De acordo com a polícia, Fabiane Vitor do Nascimento, 44, e uma de suas filhas, Laiza Domenicca Vitor Germano, 18, foram encontradas já mortas, em um cômodo de casa, com tiros nas cabeças. A outra filha de Fabiane, Evelyn Raiane Vitor Germano, 20, também foi encontrada sem vida, também com marcas de tiros, em outro cômodo da residência. O caso foi registrado como homicídio simples.

O crime ocorreu enquanto acontecia uma festa, em outra casa, na rua onde as vítimas viviam, no bairro Jardim Maristela. A motivação para o crime ainda é apurada pela polícia. Mas uma das linhas de investigação seria um desentendimento entre as vítimas e um vizinho, identidade não informada, ocorrido por conta da colocação de sacos de lixo na calçada.
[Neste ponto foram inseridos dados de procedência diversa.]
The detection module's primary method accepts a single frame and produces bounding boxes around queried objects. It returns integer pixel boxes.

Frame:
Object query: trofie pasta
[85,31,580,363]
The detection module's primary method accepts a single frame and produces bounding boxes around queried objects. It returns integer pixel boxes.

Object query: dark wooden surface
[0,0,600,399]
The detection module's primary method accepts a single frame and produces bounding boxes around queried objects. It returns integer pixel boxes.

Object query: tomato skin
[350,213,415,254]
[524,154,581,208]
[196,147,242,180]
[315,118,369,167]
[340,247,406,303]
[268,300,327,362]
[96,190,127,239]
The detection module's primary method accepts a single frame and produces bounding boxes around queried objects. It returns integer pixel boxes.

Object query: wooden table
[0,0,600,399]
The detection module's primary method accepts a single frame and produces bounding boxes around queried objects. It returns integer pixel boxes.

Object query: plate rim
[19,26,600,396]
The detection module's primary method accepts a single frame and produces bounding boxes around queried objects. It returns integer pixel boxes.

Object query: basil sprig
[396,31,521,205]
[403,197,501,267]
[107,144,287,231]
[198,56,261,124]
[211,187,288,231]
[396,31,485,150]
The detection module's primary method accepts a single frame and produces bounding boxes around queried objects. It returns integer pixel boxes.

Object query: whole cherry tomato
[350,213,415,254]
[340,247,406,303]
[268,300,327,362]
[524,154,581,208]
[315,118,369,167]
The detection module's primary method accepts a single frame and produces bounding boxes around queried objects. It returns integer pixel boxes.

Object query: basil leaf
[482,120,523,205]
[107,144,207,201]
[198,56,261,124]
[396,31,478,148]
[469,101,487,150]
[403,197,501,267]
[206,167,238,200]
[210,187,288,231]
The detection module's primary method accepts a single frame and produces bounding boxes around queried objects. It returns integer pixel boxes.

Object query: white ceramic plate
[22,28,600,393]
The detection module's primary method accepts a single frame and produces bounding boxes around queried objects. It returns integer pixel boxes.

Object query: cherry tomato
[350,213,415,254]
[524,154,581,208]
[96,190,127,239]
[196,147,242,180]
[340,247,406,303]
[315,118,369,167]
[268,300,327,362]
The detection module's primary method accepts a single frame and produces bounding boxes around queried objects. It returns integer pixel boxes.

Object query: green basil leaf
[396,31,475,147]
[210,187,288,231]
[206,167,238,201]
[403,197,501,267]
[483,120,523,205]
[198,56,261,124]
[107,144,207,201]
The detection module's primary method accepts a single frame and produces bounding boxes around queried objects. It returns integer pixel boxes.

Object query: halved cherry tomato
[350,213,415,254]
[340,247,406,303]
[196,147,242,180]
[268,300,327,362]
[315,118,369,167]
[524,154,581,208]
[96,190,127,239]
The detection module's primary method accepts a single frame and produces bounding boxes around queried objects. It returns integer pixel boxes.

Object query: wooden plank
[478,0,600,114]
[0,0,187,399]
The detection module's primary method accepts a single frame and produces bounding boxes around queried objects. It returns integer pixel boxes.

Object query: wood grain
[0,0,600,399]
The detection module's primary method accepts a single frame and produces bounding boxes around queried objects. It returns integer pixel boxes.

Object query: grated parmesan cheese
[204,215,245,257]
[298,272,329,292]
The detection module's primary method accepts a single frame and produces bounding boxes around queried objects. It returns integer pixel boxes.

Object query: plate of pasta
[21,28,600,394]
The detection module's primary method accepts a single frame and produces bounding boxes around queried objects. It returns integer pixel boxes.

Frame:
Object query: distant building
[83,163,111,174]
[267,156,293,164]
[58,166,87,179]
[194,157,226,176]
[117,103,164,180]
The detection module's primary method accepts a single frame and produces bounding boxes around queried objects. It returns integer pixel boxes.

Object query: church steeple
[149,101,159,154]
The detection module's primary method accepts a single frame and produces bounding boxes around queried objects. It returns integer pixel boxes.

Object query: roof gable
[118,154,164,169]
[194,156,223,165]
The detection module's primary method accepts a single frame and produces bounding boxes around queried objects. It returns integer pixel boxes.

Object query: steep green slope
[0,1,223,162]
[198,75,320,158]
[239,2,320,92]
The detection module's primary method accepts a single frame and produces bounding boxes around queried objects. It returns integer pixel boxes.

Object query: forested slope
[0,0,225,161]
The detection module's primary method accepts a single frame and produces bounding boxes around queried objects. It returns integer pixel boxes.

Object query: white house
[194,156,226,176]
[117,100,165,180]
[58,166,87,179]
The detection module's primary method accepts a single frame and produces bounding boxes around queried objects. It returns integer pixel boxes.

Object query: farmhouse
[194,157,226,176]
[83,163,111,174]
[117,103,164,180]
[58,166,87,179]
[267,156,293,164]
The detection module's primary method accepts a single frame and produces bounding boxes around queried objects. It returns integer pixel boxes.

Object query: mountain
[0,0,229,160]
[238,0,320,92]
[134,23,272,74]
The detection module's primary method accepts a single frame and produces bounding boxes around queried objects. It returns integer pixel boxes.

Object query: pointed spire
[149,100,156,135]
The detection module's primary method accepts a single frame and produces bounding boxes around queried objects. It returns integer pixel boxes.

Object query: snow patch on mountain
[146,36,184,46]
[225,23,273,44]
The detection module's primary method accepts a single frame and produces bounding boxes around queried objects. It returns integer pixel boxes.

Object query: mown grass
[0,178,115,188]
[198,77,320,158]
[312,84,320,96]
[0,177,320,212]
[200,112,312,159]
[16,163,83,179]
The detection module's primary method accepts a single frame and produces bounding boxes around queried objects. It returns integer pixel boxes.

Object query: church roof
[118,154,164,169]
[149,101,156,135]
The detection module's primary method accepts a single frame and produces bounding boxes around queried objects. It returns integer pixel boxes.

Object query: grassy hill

Boletim de ocorrência afirma que o local onde os corpos foram achados é de difícil acesso e que nenhuma testemunha foi encontrada para ajudar no esclarecimento do caso. O portão da residência das vítimas, ainda segundo a polícia, foi arrombado.

As crianças, de oito meses, um e dois anos, foram encaminhadas ao Conselho Tutelar da cidade.
Foi apurado que Fabiane era foragida da Justiça, pois havia um mandado de prisão em aberto contra ela, por furto.

Segundo a Secretaria da Segurança Pública, gestão João Doria (PSDB), 11 pessoas foram assassinadas em Itapevi, entre janeiro e abril de deste ano. No mesmo período de 2018, foram 10.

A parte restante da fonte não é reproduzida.